Anatomical distribution and functional roles of electrical synapses in Drosophila.

Electrical synapses are present in almost all organisms that have a nervous system. However, their brain-wide expression patterns and the full range of contributions to neural function are unknown in most species. Here, we first provide a light-microscopic, immunohistochemistry-based anatomical map of all innexin gap junction proteins-the building blocks of electrical synapses-in the central nervous system of Drosophila melanogaster. Of those innexin types that are expressed in the nervous system, some localize to glial cells, whereas others are predominantly expressed in neurons, with shakB being the most widely expressed neuronal innexin. We then focus on the function of shakB in VS/HS cells-a class of visual projection neurons-thereby uncovering an unexpected role for electrical synapses.

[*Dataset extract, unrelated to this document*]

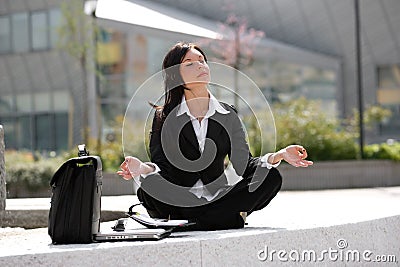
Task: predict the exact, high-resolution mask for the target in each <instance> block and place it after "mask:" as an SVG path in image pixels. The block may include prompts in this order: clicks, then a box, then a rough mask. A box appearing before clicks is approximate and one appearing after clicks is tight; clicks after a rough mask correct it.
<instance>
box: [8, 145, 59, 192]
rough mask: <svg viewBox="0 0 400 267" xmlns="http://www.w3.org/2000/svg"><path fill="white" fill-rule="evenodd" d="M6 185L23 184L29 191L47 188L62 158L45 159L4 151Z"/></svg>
mask: <svg viewBox="0 0 400 267" xmlns="http://www.w3.org/2000/svg"><path fill="white" fill-rule="evenodd" d="M5 160H6V182H7V185H8V186H9V185H11V186H13V185H21V184H24V185H26V187H27V188H28V189H30V190H36V189H38V188H40V187H43V186H49V183H50V180H51V177H52V176H53V174H54V172H55V171H56V170H57V168H58V167H59V166H60V165H61V163H62V160H63V159H62V158H60V157H57V158H46V157H43V156H41V155H39V154H32V153H31V152H25V151H6V153H5Z"/></svg>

Removing shakB from these neurons leads to spontaneous, cell-autonomous voltage and calcium oscillations, demonstrating that electrical synapses are required for these cells' intrinsic stability. Furthermore, we investigate the role of shakB-type electrical synapses in early visual processing. We find that the loss of shakB from the visual circuits upstream of VS/HS cells differentially impairs ON and OFF visual motion processing pathways but is not required for the computation of direction selectivity per se. Taken together, our study demonstrates that electrical synapses are widespread across the Drosophila nervous system and that they play essential roles in neuronal function and visual information processing.